How to use VCC to verify concurrent programs

Nov 16, 2012 at 12:09 PM
Edited Nov 16, 2012 at 12:12 PM

I want to verify the following program and obtain interleavings that cause the assertion to fail. However, VCC does not only complain about the assertion failure, but also about not thread-local variables.

"D:\Documents\1stRotation\driverConcurrency\examples\ex3-vcc.c(21,12) : error VC8512: Assertion 'IntrMask is thread local (accessing field data)' did not verify.

(and many more of these)

Can you tell how to make VCC infer these things automatically for such small examples and complain only about the assertion failure if it finds an interleaving that leads to it?

Thanks, Thorsten


#include <vcc.h>

int IntrMask;
int intr_mask;
int handled;

void thread1()
    while (IntrMask == 0);

    if (intr_mask == 1) {
        handled = 1;
	_(assert (handled == 1))

void thread2() {
    IntrMask = 1;
    intr_mask = 1;
Nov 20, 2012 at 3:03 PM

Hi Thorsten,

The VCC methodology is based on reducing the verification of concurrent programs to local proof obligations. Unfortunately, this means that all reasoning is local, and that, as far as I know, you have to come up with invariants, even for simple programs (and indeed even for sequential programs) by yourself.

In particular, VCC never assumes that it was given the entire program, simply assuming that the (unknown) rest of the program fulfills the invariants it currently knows about. This means that, given the code shown above, VCC will simply assume that there is somewhere else a third thread that wreaks the worst possible havoc in your shared variables.
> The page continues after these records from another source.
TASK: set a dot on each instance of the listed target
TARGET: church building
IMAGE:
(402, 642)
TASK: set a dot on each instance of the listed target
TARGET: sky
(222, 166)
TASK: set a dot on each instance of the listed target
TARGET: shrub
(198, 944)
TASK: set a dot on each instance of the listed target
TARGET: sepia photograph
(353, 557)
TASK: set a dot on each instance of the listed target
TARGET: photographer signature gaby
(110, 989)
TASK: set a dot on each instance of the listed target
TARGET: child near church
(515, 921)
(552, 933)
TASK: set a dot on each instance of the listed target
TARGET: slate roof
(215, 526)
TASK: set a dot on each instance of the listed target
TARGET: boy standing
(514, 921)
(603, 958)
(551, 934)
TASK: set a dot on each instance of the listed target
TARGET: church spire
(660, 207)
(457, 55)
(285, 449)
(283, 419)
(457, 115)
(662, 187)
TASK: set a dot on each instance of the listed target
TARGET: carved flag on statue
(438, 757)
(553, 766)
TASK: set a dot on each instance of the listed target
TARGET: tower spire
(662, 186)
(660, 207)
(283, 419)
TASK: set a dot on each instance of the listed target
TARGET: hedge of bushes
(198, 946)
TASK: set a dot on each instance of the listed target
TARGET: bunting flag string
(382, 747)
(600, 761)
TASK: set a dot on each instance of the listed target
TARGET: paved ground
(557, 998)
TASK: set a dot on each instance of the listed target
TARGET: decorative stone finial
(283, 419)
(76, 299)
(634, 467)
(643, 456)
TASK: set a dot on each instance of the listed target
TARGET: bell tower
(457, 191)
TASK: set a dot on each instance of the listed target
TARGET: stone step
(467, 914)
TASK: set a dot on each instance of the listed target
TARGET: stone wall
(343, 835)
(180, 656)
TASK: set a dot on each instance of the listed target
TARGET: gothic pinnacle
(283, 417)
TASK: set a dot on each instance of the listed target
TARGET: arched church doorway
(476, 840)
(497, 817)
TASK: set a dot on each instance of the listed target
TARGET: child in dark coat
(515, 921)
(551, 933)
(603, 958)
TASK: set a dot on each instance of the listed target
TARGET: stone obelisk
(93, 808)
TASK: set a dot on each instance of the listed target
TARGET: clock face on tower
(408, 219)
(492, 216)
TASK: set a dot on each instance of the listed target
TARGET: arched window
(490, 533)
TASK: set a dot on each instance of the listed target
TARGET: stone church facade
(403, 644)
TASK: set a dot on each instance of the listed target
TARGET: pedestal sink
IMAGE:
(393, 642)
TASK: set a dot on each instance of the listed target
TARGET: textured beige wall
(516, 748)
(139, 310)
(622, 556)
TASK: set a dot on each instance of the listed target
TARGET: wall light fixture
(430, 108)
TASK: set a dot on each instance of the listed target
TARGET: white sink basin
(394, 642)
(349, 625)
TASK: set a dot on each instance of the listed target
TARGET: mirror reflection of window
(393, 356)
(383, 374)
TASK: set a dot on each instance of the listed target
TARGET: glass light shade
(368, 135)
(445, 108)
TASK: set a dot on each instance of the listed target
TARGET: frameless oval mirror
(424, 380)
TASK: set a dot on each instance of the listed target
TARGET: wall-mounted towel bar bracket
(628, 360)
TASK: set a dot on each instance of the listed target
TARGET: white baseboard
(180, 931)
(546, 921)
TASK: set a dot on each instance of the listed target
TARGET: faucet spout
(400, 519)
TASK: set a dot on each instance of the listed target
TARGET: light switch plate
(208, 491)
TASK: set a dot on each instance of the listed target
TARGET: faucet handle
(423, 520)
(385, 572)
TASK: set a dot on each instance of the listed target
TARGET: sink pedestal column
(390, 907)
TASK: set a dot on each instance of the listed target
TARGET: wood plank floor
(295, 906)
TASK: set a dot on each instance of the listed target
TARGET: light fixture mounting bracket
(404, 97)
As far as I know, there is currently no tool, either inside VCC or outside, that analyzes a concurrent program, under the assumption that the whole program is given, and automatically infers local invariants as considered by VCC. In fact, I'm not sure there is an easy systematic way of turning rely/guarantee-style concurrent specs into VCC invariants.


Nov 20, 2012 at 3:08 PM

Hi Francois,

Thanks for your explanation.

As a matter of fact I found a tool that does exactly what we need: Poirot ( It seems to work on the small examples we fed it so far.